University of Arizona Sued Over Former Governor's Home

The family of Governor Ducey is suing the University of Arizona for an alleged breach of contract for trying to sell his home in Nogales.

TUCSON (Ariz.) (AP)... The family of Arizona's only Hispanic Governor is suing University of Arizona for alleged breach of contract in trying to sell the governor's home in Nogales.

Arizona Daily Star reported that the family of Raul Castro donated their home to the University several years ago, for a specific purpose. The Santa Cruz County Superior Court has received a complaint challenging the university's decision not to use the house as intended as the headquarters for border studies.

According to the lawsuit, the Castro family values the house more than its monetary value.

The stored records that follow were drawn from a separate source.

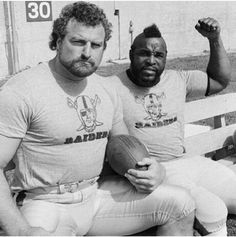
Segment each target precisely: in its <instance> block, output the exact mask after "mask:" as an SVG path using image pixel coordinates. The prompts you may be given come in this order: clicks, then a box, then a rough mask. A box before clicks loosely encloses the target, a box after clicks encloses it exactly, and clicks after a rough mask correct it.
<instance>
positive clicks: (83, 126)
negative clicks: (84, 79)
mask: <svg viewBox="0 0 236 237" xmlns="http://www.w3.org/2000/svg"><path fill="white" fill-rule="evenodd" d="M100 103H101V100H100V98H99V97H98V96H97V95H95V98H94V99H91V98H90V97H89V96H87V95H80V96H78V97H76V99H75V101H73V100H71V99H70V98H67V104H68V106H69V107H70V108H74V109H75V110H76V112H77V115H78V117H79V119H80V121H81V126H80V127H79V128H78V129H77V131H81V130H85V131H86V132H92V131H94V129H95V128H96V127H97V126H101V125H103V123H101V122H98V121H97V110H96V107H97V105H98V104H100Z"/></svg>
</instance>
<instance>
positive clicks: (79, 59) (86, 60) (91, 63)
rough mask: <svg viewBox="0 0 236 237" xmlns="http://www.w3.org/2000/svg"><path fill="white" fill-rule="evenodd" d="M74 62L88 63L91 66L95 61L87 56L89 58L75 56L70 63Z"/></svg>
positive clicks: (91, 58) (73, 63) (72, 63)
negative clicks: (84, 57)
mask: <svg viewBox="0 0 236 237" xmlns="http://www.w3.org/2000/svg"><path fill="white" fill-rule="evenodd" d="M75 63H89V64H91V65H92V66H94V64H95V61H94V60H93V59H92V58H89V59H82V58H77V59H74V60H72V64H75Z"/></svg>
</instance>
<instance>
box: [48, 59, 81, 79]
mask: <svg viewBox="0 0 236 237" xmlns="http://www.w3.org/2000/svg"><path fill="white" fill-rule="evenodd" d="M52 62H53V65H54V70H55V72H56V73H57V74H59V75H60V76H62V77H63V78H65V79H67V80H70V81H82V80H83V79H85V77H77V76H75V75H73V74H72V73H71V72H69V71H68V70H67V69H66V68H65V67H64V65H63V64H61V62H60V60H59V58H58V56H56V57H55V58H54V59H53V60H52Z"/></svg>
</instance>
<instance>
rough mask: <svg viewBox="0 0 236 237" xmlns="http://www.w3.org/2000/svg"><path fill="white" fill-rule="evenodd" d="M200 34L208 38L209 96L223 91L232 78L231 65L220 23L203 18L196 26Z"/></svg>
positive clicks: (210, 19)
mask: <svg viewBox="0 0 236 237" xmlns="http://www.w3.org/2000/svg"><path fill="white" fill-rule="evenodd" d="M195 28H196V29H197V30H198V32H199V33H200V34H202V35H203V36H204V37H206V38H208V40H209V44H210V59H209V63H208V66H207V74H208V77H209V91H208V95H211V94H215V93H217V92H220V91H221V90H223V89H224V88H225V87H226V86H227V85H228V83H229V81H230V78H231V65H230V61H229V58H228V56H227V53H226V51H225V48H224V45H223V42H222V39H221V37H220V26H219V23H218V22H217V21H216V20H215V19H213V18H203V19H200V20H199V21H198V24H197V25H196V26H195Z"/></svg>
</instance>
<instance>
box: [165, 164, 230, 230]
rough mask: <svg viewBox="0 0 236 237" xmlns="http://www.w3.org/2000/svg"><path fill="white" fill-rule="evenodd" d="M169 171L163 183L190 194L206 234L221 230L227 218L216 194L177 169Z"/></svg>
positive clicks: (201, 223) (220, 202)
mask: <svg viewBox="0 0 236 237" xmlns="http://www.w3.org/2000/svg"><path fill="white" fill-rule="evenodd" d="M179 163H181V162H179ZM178 165H179V164H178ZM167 170H168V169H167ZM173 170H175V172H173ZM168 171H169V170H168ZM171 171H172V172H167V177H166V181H165V182H167V183H168V184H172V185H177V186H181V187H183V188H185V189H187V190H188V191H189V192H190V194H191V195H192V197H193V198H194V201H195V204H196V217H197V219H198V220H199V222H200V223H201V224H202V226H204V227H205V228H206V230H207V231H208V232H215V231H218V230H219V228H222V226H223V225H224V224H225V222H226V217H227V208H226V206H225V203H224V202H223V201H222V200H221V199H220V198H219V197H218V196H217V195H216V194H214V193H213V192H211V191H209V190H208V189H206V188H204V187H203V186H200V185H199V184H197V182H196V183H195V182H194V181H193V180H192V179H191V178H190V176H187V174H186V173H184V172H182V173H181V172H180V171H179V170H178V169H171ZM198 183H199V182H198Z"/></svg>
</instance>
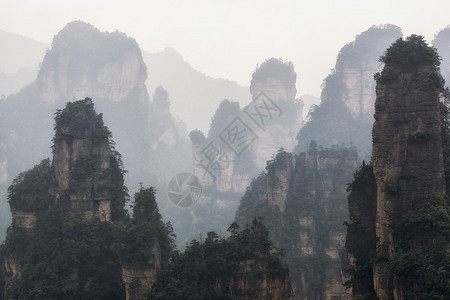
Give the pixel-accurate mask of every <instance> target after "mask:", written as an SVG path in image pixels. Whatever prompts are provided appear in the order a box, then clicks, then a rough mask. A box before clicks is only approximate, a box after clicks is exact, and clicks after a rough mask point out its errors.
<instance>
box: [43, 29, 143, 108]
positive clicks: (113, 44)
mask: <svg viewBox="0 0 450 300" xmlns="http://www.w3.org/2000/svg"><path fill="white" fill-rule="evenodd" d="M82 40H87V41H90V43H89V44H85V43H82ZM124 41H125V42H124ZM84 55H88V56H89V57H87V58H86V57H83V56H84ZM80 58H81V59H80ZM74 75H75V76H74ZM146 79H147V71H146V68H145V65H144V63H143V60H142V54H141V51H140V50H139V47H138V45H137V43H136V41H134V40H133V39H130V38H127V37H126V36H125V35H124V34H122V33H119V32H118V31H116V32H113V33H102V32H100V30H98V29H96V28H94V27H93V26H91V25H89V24H86V23H84V22H81V21H75V22H71V23H69V24H68V25H66V27H64V29H63V30H61V31H60V32H59V33H58V35H57V36H56V37H55V39H54V41H53V44H52V49H51V51H49V52H47V54H46V57H45V58H44V61H43V63H42V66H41V69H40V71H39V75H38V80H37V82H38V86H39V92H40V98H41V99H42V101H44V102H59V101H61V99H64V100H66V101H67V100H72V99H79V98H84V97H91V98H94V99H99V100H100V99H108V100H109V101H114V102H118V101H123V100H127V99H129V98H130V96H131V93H135V94H136V95H139V98H140V101H141V102H143V100H144V99H145V98H146V97H148V96H146V95H147V90H146V87H145V85H144V82H145V80H146Z"/></svg>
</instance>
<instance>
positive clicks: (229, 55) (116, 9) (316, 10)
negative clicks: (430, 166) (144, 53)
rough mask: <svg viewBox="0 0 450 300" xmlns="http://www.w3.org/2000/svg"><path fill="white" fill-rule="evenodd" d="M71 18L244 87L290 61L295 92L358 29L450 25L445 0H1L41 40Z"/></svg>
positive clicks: (6, 14)
mask: <svg viewBox="0 0 450 300" xmlns="http://www.w3.org/2000/svg"><path fill="white" fill-rule="evenodd" d="M73 20H83V21H86V22H89V23H91V24H92V25H94V26H95V27H97V28H99V29H100V30H102V31H113V30H116V29H118V30H119V31H122V32H124V33H126V34H127V35H129V36H131V37H133V38H135V39H136V40H137V41H138V43H139V44H140V46H141V48H142V49H145V50H148V51H150V52H159V51H161V50H163V49H164V48H165V47H173V48H175V49H176V50H177V51H178V52H180V53H181V54H182V55H183V57H184V58H185V60H186V61H188V62H189V63H190V64H191V65H192V66H193V67H194V68H195V69H197V70H199V71H201V72H203V73H205V74H207V75H210V76H213V77H220V78H227V79H231V80H234V81H237V82H238V83H239V84H241V85H249V82H250V78H251V74H252V72H253V71H254V69H255V66H256V64H257V63H261V62H262V61H264V60H265V59H267V58H270V57H277V58H280V57H282V58H284V59H288V60H290V61H292V62H293V63H294V65H295V70H296V72H297V90H298V95H302V94H305V93H309V94H313V95H316V96H319V94H320V85H321V83H322V80H323V79H324V78H325V77H326V76H327V75H328V73H329V71H330V69H332V68H333V67H334V64H335V60H336V56H337V54H338V52H339V50H340V48H341V47H342V46H344V45H345V44H347V43H349V42H351V41H353V39H354V37H355V36H356V35H357V34H359V33H360V32H362V31H365V30H367V29H368V28H369V27H370V26H372V25H379V24H384V23H391V24H394V25H397V26H400V27H401V28H402V29H403V33H404V34H405V35H409V34H411V33H417V34H422V35H424V36H425V38H426V39H427V40H428V41H429V42H431V40H432V39H433V37H434V35H435V34H436V33H437V32H438V31H439V30H441V29H443V28H444V27H446V26H447V25H449V24H450V1H445V0H426V1H418V0H389V1H387V0H376V1H371V2H369V1H363V0H341V1H337V0H335V1H331V0H328V1H323V0H322V1H321V0H315V1H302V0H297V1H295V0H276V1H273V0H258V1H257V0H251V1H250V0H226V1H225V0H184V1H182V0H177V1H175V0H172V1H171V0H161V1H149V0H128V1H124V0H76V1H74V0H64V1H61V0H39V1H36V0H0V29H1V30H4V31H7V32H11V33H16V34H20V35H24V36H27V37H31V38H34V39H36V40H39V41H42V42H45V43H51V41H52V38H53V36H54V35H55V34H56V33H57V32H58V31H59V30H61V29H62V28H63V27H64V26H65V25H66V24H67V23H68V22H70V21H73ZM149 76H151V74H149Z"/></svg>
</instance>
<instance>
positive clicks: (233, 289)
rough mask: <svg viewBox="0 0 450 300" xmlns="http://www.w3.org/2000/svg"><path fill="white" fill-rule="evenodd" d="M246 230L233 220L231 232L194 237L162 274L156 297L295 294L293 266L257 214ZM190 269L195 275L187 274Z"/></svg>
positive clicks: (245, 297) (156, 293) (251, 296)
mask: <svg viewBox="0 0 450 300" xmlns="http://www.w3.org/2000/svg"><path fill="white" fill-rule="evenodd" d="M251 224H252V225H251V226H248V227H246V228H245V229H242V230H241V229H240V227H239V226H238V225H237V224H236V223H233V224H231V226H230V227H229V231H230V233H231V236H230V237H228V238H226V239H225V238H222V237H219V235H217V234H216V233H215V232H209V233H208V235H207V237H206V239H205V241H204V242H203V243H201V242H198V241H196V240H193V241H192V242H191V243H190V245H189V246H188V247H187V248H186V250H185V252H184V253H183V254H181V255H175V256H174V258H173V260H174V263H173V264H171V265H169V268H168V269H167V270H166V271H165V272H162V273H161V276H158V279H157V281H156V282H155V284H154V286H153V291H152V297H151V298H152V299H178V298H185V299H206V298H208V299H265V300H269V299H276V300H278V299H280V300H281V299H292V296H293V295H292V289H291V283H290V279H289V271H288V269H287V268H286V267H285V266H284V265H283V264H282V263H281V261H280V257H279V256H278V255H277V254H278V253H276V252H277V250H276V249H275V248H274V247H272V245H271V242H270V240H269V239H268V234H269V231H268V229H267V227H266V226H265V225H264V224H263V223H262V222H261V221H258V220H257V219H254V220H253V221H252V223H251ZM187 270H188V273H189V274H186V271H187Z"/></svg>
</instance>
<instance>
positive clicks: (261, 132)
mask: <svg viewBox="0 0 450 300" xmlns="http://www.w3.org/2000/svg"><path fill="white" fill-rule="evenodd" d="M296 79H297V74H296V73H295V71H294V66H293V64H292V63H290V62H284V61H282V60H278V59H275V58H271V59H268V60H266V61H265V62H263V63H262V64H261V66H259V68H257V69H256V70H255V72H254V73H253V75H252V80H251V84H250V93H251V95H252V99H253V103H251V104H249V105H248V107H247V108H245V110H246V112H248V114H249V115H250V117H251V118H252V119H253V118H254V119H255V120H256V121H257V123H258V125H259V127H260V128H261V129H262V131H258V132H257V135H258V139H257V140H256V142H255V144H254V145H253V146H252V147H251V152H252V156H253V157H254V160H255V162H256V167H257V168H258V169H263V168H264V167H265V165H266V161H267V160H268V159H269V158H270V157H271V155H272V154H273V153H275V151H277V150H278V149H280V148H284V149H286V150H287V151H291V150H292V149H294V146H295V144H296V141H295V136H296V134H297V132H298V130H299V129H300V127H301V125H302V122H303V102H302V101H301V100H299V99H296V98H295V96H296V94H297V89H296V87H295V83H296ZM262 95H264V96H262Z"/></svg>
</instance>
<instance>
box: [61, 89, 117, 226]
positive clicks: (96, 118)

The lawsuit states that'specifically, the Castro family occupied the home for 20 years and wanted it to be used to support Arizonans and Santa Cruz County residents after Raul died.

Castro was Arizona's only Mexican-American Governor for more than two full years in the 1970s, before resigning his position to become ambassador to Argentina. Castro also served as ambassador to Bolivia, El Salvador and Argentina.

In 2003, he bought and moved in with his wife Patricia Castro to Nogales, near the U.S./Mexico border.

The lawsuit claims that after Castro's death, the university contacted the Castro family to ask if they would like to base their border studies initiatives in the two-story home.

The lawsuit states that if the university sells the home, "the family will suffer irreparable injuries which cannot be remedied by compensatory damages."

The board of regents and the university have refused to comment on the specific litigation.

In February, the university announced that it was unable raise enough funds to restore and transform the historic property into an accessible border center run by university.

Pam Scott, a University spokesperson, said that in 2016, when the university first acquired the property, it estimated the cost of the project at $600,000. The cost estimate grew to $1.2m when the COVID epidemic disrupted supply chain. It could have been as high as $2.6m if the entire house was converted.

The university said that for the money raised so far -- approximately $275,000 -- each donor had the option of a refund or adding it to a Castro scholarship fund.

The net proceeds of the sale would be donated to the Center for Latin American Studies Scholarship Fund, which will benefit students studying local politics or international relations at the Center for Latin American Studies.

The Castro family wants an injunction that will prevent the university from selling their home, and ultimately the revocation of the 2016 contract.